June 26, 2023 josephkerski 16 comments

As we have written about extensively in our book and in this blog, the advent of data-as-services has been nothing short of revolutionary for the entire field of GIS and for GIS users. Most of these services, especially from authoritative agencies, tend to be stable and reliable. However, they are on the web, after all, and the web is a rapidly evolving set of a myriad of technologies. The most efficient ways to serve GIS data changes as time advances. Coupled with this dynamic environment is the fact that the devices we use to access these services themselves are tied to versions of and types of operating systems.
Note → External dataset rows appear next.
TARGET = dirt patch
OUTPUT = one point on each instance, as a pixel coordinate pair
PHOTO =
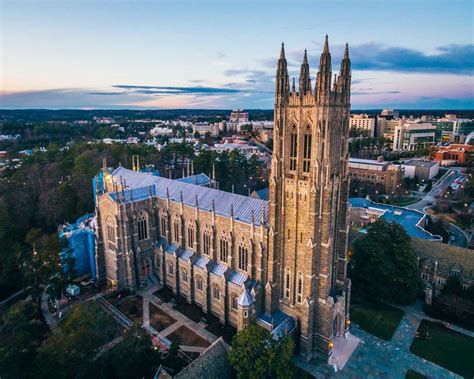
(159, 319)
(132, 308)
(184, 336)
Furthermore, modern computing tools are frequently modified by data users, so that my interaction with “tool x” and how it looks to me is very likely to be different from your interaction and the way it looks to you.

Therefore, occasionally a data layer that we have been using goes offline for a number of reasons. What actions can we take when that happens? I recently experienced an issue with a certain data set that went offline. My purpose for the data was to create this educational lesson based on it, so while nothing life threatening, the data was critical to my specific needs. In this case it was a data set of vector bathymetry for all 5 of the Great Lakes of the USA and Canada. The data set that I needed and had been reviewing for the preceding months and weeks leading up to when I had made time to work on it suddenly disappeared from all sources as feature services on the weekend before I needed it.

Several options were available to me. First, I could have downloaded some raster data and created some vector bathymetry from that. Second, additional research showed me that I could have recreated the data from the original NOAA feature services that appear in several different locations online. Upon further investigation of that data, I found out that the field names and structure for Lake Superior was different from the other 4 lakes, so I was faced with dealing with that issue through table manipulation. None of these methods was impossible, but would have probably taken several days of my time, which I didn’t really have–the days I had allotted to this effort were to write the lesson, not to manipulate the data. In the end, after several inquiries, some of my colleagues re-published the data (bless them!), and all I had to do was point to the new URL.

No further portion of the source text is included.